Calling a market crash is near impossible at any time and in this case you would be betting against strong momentum in biotechnology company share prices and earnings, as well as healthy investor inflows, Mr Garnry says. “It doesn’t look like a winning bet to me.”

The big technology stocks are also making big money, so their forward valuations look far from stretched. “Alphabet trades at only a small premium to the S&P 500, whereas Apple is actually trading at 25 per cent discount,” he adds.

Facebook may trade at a 20 per cent premium but that can be justified by forecast revenue growth of 40 per cent over the next 12 months, against 5 per cent across the S&P500.

Mr Garnry notes that Amazon is trading at 50 per cent premium to the wider market and is in danger of having bubble-like valuations: “However, the key issue is that the alternatives to technology are not that attractive as most other stock market sectors and industries have lower growth. “Government bonds offer around 1 per cent and investment-grade corporate bonds offer around 2 per cent. So what’s the alternative?”

Though he admits some parts of the technology sector could suffer a setback. “Cloud-based companies, IT security and software companies are trading at very high multiples which may likely not be sustainable if we see a slowdown in the global economy.”

Growth story

Tom Stevenson, investment director for personal investing at Fidelity International, says there are worrying parallels with the original dot.com bubble. “Nasdaq is outperforming the broader market, just as it did in 1999. Also, growth is concentrated in a narrow group of companies, a typical sign that we are near the top of the market.”

The dot.com bubble saw massively over-subscribed IPOs, similar to what we are seeing today. “Investors have lost interest in traditional valuation metrics,” says Mr Stevenson. “Witness Snapchat’s recent flotation, and subsequent volatility. Netflix combines strong subscriber growth with big cash outflows.”

However, Mr Stevenson sees notable differences too. “The euphoria of 1999 is almost wholly absent. Today’s enthusiasm for technology stocks is not really rose-tinted optimism but a grudging belief that in a sluggish world the sector is one of the few places that investors can find reliable growth.”

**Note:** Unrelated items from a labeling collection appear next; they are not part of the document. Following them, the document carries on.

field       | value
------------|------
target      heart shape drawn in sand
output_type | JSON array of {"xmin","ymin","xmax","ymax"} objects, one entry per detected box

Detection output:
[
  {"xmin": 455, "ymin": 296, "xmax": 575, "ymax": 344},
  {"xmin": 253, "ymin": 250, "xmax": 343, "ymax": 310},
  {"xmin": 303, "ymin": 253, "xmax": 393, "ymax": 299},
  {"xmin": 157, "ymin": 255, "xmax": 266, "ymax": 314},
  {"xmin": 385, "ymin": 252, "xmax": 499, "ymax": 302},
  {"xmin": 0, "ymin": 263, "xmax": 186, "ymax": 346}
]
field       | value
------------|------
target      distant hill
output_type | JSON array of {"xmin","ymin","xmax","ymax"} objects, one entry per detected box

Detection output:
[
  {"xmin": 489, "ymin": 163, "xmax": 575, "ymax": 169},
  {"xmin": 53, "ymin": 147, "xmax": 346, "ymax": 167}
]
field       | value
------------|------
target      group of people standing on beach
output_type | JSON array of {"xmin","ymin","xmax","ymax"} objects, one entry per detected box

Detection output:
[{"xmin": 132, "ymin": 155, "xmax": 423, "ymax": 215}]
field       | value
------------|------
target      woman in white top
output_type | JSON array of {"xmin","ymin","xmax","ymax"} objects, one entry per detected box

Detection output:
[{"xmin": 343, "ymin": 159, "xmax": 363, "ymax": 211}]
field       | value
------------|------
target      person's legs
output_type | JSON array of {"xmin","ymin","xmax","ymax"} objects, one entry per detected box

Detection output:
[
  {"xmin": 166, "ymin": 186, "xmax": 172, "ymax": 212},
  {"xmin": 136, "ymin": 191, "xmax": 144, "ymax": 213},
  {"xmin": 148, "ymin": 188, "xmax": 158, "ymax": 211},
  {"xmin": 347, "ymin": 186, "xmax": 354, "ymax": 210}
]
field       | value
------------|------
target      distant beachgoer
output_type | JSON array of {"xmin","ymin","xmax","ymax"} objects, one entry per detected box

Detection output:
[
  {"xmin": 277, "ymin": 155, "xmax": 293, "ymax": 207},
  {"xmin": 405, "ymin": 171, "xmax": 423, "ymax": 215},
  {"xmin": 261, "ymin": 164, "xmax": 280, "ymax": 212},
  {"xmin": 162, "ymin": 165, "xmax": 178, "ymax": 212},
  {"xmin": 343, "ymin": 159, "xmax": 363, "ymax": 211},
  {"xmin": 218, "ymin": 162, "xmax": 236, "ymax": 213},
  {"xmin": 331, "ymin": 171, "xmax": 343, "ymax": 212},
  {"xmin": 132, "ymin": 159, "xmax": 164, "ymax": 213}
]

Another key difference is that in the 1990s, there were just 300 million internet users. Today, there are more than three billion, 10 times the amount, many of whom could not live without their smartphone. The big players are making huge sums of money, for example, Apple posted quarterly revenue of $52.9bn in the three months to April 1 this year. In its latest quarter, Alphabet’s revenues totalled $24.75bn.

Valuations are high but nothing like the 1990s. “Apple trades at around 17 times earnings, which is close to fair value whereas during the bubble, Oracle, for example, traded at 140 times earnings. It lost 86 per cent of its value in the crash. Disruptive technologies deserve high valuations.”

Technology companies can enjoy massive growth while working through relatively small amounts of capital. “It took hotel chain Marriott 70 years to get to 700,000 rooms. Airbnb has 1.5m in just seven years,” Mr Stevenson adds.

Finally, Mr Stevenson says there is little of the froth that we saw last time round. “The mood music is more subdued and sceptical than 17 years ago. Tech provides growth in a low-growth world.”

Global stock markets are nearing exhaustion after a lengthy bull run and it is clearly a concern that investors are effectively gambling on the fortunes of just five major companies: Apple, Facebook, Google, Microsoft and Netflix.

This is not the time to throw large sums into the market, expecting it to repeat its magic. However, calling a crash is a thankless task. Even if you are right, you are likely to get the timing wrong.

The key is to make sure you are fully diversified, by spreading your investments between stocks, cash, bonds, property and other assets, and only invest in shares you will not need for at least five or 10 years.

Technology stocks could bomb again, but just like last time, they will also bounce back.